When it comes to feet, spend money on quality, waterproof insulated boots. I like something in the 1000-1600 gram weight for cold weather hunts. Buy your boots a half or even one size larger than normal so that you can layer your socks. First, a good pair of thin, moisture-wicking liner socks to pull perspiration away from your skin, then a pair of thicker merino or alpaca wool socks for warmth. Lovett agrees, “Always start with a pretty basic layering approach, including moisture-wicking under-socks and a heavy-duty moisture-wicking base layer. I wear fairly heavy wool socks on my feet. If it's really frigid or I'm going to be standing in water long enough, I might wear a second pair.” Having that extra room inside your boots allows air to flow around your feet, even with multiple layers of heavy socks, keeping your feet warm. Tight boots restrict blood flow. If your boots are too tight, no amount of insulation will keep your feet warm.
If I’m hunting on or over water, I’ll switch my bibs and boots to a good pair of insulated waders like the Shield Breathable Insulated Waders from Gator Waders. Their breathable design allows moisture to escape while holding heat in. Their 1600 gram insulated boots will keep your feet warm in any conditions.
While not as comfortable and easy to move around in, neoprene waders do offer the benefit of added floatation and insulation, even when filled with water.
Don’t Work Up a Sweat
No matter how well you gear up, if you drench yourself in sweat as you hike in to your spot or lug decoys into the water, you are going to get cold once you sit down. For this reason, I’ll often pack my outer layers into a good container like the RUX cube to keep them clean and dry during transport to the blind. Once I’m at the blind, decoys are out, and daylight is fast approaching, I’ll go ahead and finish adding my layers before settling in for the morning.
Packing outer layers to add once the inbound hike is over and decoys are out will keep you from working up a sweat. Image by Michael Pendley
The thing that makes waterfowl hunting so inherently dangerous is in the name. Water and cold weather don’t mix. If you fall into 50 degree water, you might have less than an hour before hypothermia sets in and your body begins to shut down. Fall into 40 degree or below water and that time frame drops to just minutes.

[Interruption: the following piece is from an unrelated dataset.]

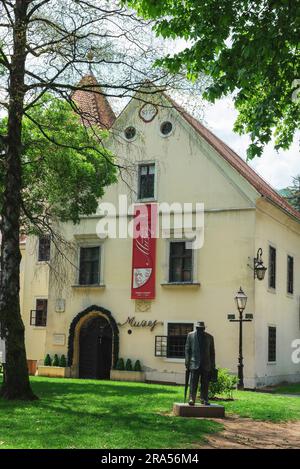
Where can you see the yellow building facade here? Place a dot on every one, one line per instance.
(89, 314)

Even strong swimmers struggle when immersed in cold water while wearing heavy clothes. Always wear a life jacket while duck hunting from a boat or wading near deep water. While waders keep you warm and dry above water, they can be a death sentence in it if not worn correctly. Always keep a wader belt cinched tightly around your mid section to slow water entrance into your waders if you fall overboard or step into a deep hole.

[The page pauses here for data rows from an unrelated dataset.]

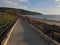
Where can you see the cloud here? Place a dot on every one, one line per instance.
(15, 3)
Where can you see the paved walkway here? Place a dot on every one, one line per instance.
(23, 34)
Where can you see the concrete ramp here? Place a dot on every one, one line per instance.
(23, 34)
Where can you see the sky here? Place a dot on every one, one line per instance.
(41, 6)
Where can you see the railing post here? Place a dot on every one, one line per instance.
(53, 32)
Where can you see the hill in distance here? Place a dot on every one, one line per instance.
(18, 11)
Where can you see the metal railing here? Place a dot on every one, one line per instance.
(6, 28)
(53, 31)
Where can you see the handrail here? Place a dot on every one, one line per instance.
(4, 33)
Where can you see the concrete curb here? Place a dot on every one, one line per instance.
(9, 34)
(45, 37)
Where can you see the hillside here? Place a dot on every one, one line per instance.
(18, 11)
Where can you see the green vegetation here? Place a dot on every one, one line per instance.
(6, 19)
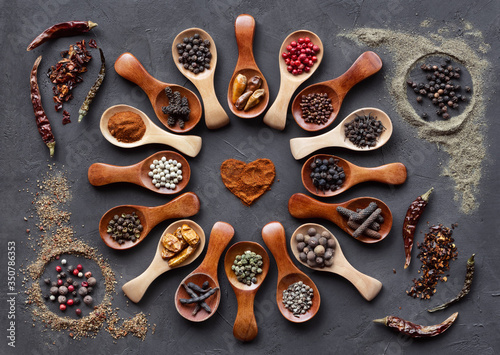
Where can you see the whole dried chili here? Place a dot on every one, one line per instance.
(469, 276)
(63, 29)
(94, 89)
(410, 224)
(42, 122)
(416, 330)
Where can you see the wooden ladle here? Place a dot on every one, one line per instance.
(367, 286)
(131, 69)
(100, 174)
(303, 206)
(189, 145)
(220, 236)
(302, 147)
(276, 115)
(215, 116)
(273, 234)
(245, 325)
(365, 66)
(244, 28)
(394, 174)
(136, 288)
(186, 205)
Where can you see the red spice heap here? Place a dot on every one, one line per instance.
(435, 254)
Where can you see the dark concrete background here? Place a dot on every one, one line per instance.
(343, 324)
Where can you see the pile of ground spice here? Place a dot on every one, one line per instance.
(462, 136)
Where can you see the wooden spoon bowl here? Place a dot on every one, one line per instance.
(301, 147)
(365, 66)
(276, 115)
(100, 174)
(136, 288)
(273, 234)
(244, 28)
(394, 174)
(131, 69)
(303, 206)
(367, 286)
(186, 205)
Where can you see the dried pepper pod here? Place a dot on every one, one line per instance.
(416, 330)
(413, 214)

If you do fall in, get out and dry as quickly as possible. I like to keep an extra set of clothing in my boat or truck. It came in handy once on a late season hunt in bitterly cold conditions. A snow covered patch of ice sent me into the running stream we were hunting. In a flash, I was on my back and fully submerged. Even though I was dressed properly, the cold water soaked me instantly. Since the water was shallow, I was able to stand up and quickly crawl onto the bank. Within minutes, my entire body was numb. Thankfully, my hunting buddies were able to get to my dry clothes, help me get me changed into them, and back to the warm truck. If I had been hunting alone, it could have ended very differently. Always be aware of your surroundings and don’t take chances. Make sure someone knows where you are hunting and what time you are expected home before you leave for the day.